Methods: Librarians collaborated with members of their institution’s Clinical Translational Science Institute and Precision Public Health Work Group to identify possible topics of interest to researchers. Librarians identified potentially useful data sets on these topics and curated metadata for each dataset including title, identifiers, creators/curators, landing and access page URLs, all relevant dates (release, creation, modification, etc.), licensing, relevant content (specific data elements of value), and indexing terms ( geographical regions, diseases, etc. that the data are about ) on a (SpringShare) LibGuide. Use of the LibGuide for actual research projects led to further collaboration with CTSI to convert the browsable webpage to an ontology-based data catalog.

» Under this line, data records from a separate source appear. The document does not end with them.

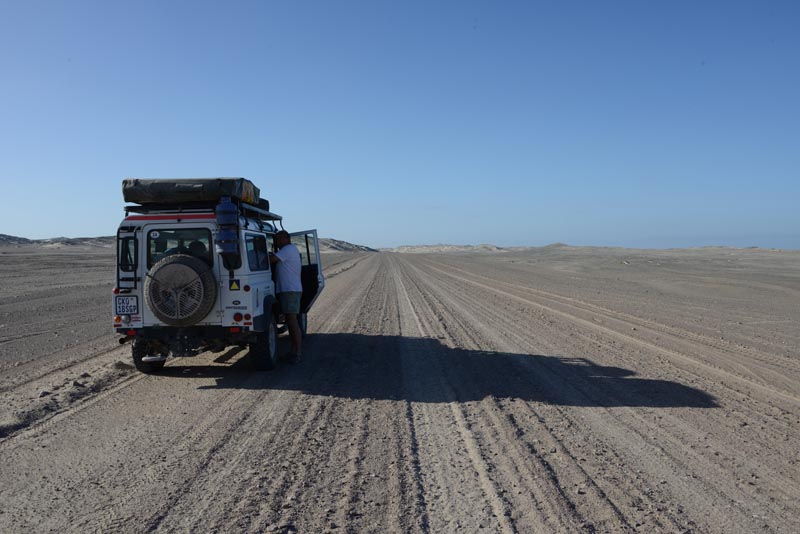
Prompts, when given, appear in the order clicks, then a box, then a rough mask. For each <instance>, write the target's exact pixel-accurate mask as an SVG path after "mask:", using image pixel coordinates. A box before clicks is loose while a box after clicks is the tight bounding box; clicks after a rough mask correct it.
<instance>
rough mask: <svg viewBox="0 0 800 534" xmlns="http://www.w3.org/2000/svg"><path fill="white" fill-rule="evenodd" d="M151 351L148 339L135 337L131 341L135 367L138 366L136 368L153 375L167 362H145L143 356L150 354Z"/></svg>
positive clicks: (142, 372) (132, 353) (136, 366)
mask: <svg viewBox="0 0 800 534" xmlns="http://www.w3.org/2000/svg"><path fill="white" fill-rule="evenodd" d="M149 352H150V347H149V345H148V344H147V342H146V341H142V340H138V339H134V340H133V341H132V342H131V353H132V354H133V365H134V367H136V369H137V370H138V371H140V372H142V373H145V374H148V375H151V374H154V373H157V372H159V371H160V370H161V369H163V368H164V364H165V363H166V362H164V361H160V362H143V361H142V358H144V357H145V356H148V355H149Z"/></svg>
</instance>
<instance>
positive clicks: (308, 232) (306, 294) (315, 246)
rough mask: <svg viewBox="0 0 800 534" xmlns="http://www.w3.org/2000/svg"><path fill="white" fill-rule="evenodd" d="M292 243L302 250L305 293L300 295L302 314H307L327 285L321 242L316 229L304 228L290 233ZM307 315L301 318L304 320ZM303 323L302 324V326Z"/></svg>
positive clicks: (301, 262)
mask: <svg viewBox="0 0 800 534" xmlns="http://www.w3.org/2000/svg"><path fill="white" fill-rule="evenodd" d="M289 236H291V238H292V243H293V244H294V246H296V247H297V250H299V251H300V261H301V265H302V267H301V269H302V270H301V273H300V279H301V281H302V282H303V295H302V296H301V297H300V315H301V316H305V314H306V313H308V310H310V309H311V305H312V304H314V301H315V300H317V297H318V296H319V294H320V293H322V288H323V287H325V278H324V277H323V276H322V264H321V263H320V257H319V242H318V241H317V231H316V230H304V231H302V232H294V233H292V234H289ZM303 319H305V317H302V318H301V321H303ZM302 327H303V325H301V328H302Z"/></svg>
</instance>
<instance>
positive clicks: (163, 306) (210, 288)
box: [144, 254, 217, 326]
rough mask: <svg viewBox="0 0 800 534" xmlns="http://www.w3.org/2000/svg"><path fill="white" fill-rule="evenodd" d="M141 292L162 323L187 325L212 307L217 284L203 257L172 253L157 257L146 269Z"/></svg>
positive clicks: (150, 308) (216, 295)
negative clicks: (148, 268) (146, 271)
mask: <svg viewBox="0 0 800 534" xmlns="http://www.w3.org/2000/svg"><path fill="white" fill-rule="evenodd" d="M144 296H145V300H146V302H147V307H148V308H150V311H152V312H153V314H154V315H155V316H156V317H158V318H159V319H160V320H161V321H163V322H164V323H166V324H168V325H171V326H190V325H193V324H195V323H197V322H199V321H200V320H202V319H203V318H204V317H205V316H206V315H208V314H209V312H210V311H211V309H212V308H213V307H214V303H215V302H216V300H217V284H216V280H215V279H214V273H213V272H212V271H211V269H210V268H209V267H208V265H207V264H206V263H205V262H204V261H203V260H201V259H199V258H195V257H194V256H188V255H186V254H174V255H170V256H167V257H165V258H163V259H161V260H160V261H158V262H157V263H156V264H155V265H153V267H152V268H151V269H150V271H149V272H148V273H147V278H146V279H145V282H144Z"/></svg>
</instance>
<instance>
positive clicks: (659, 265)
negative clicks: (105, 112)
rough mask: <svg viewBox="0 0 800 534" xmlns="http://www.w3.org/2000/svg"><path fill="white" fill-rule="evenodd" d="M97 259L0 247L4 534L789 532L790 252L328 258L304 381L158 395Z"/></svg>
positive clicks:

Results: High usage statistics indicate the browsable webpage is well utilized. The webpage supports browsing and investigation of data sets for utility. A primary limitation is the inability to provide users with specific data sets that contain variables of research interest. To address this, librarians collaborated with a CTSI ontologist and a technology team, which resulted in the indexing of 94 unique variables from 28 datasets for a pilot ontology-based data catalog. The improved search capability is expected to assist researchers in hypothesis generation and assessing research feasibility.
Conclusions: The ontology-based catalog’s soft release in May 2019 will be broadened as more data sets are indexed and case studies reveal potential target audiences. A head-to-head comparison of time required and ease of navigation in the two tools (browsable vs. ontology-based) in the next year is expected to justify expansion of the pilot ontology-based data catalog.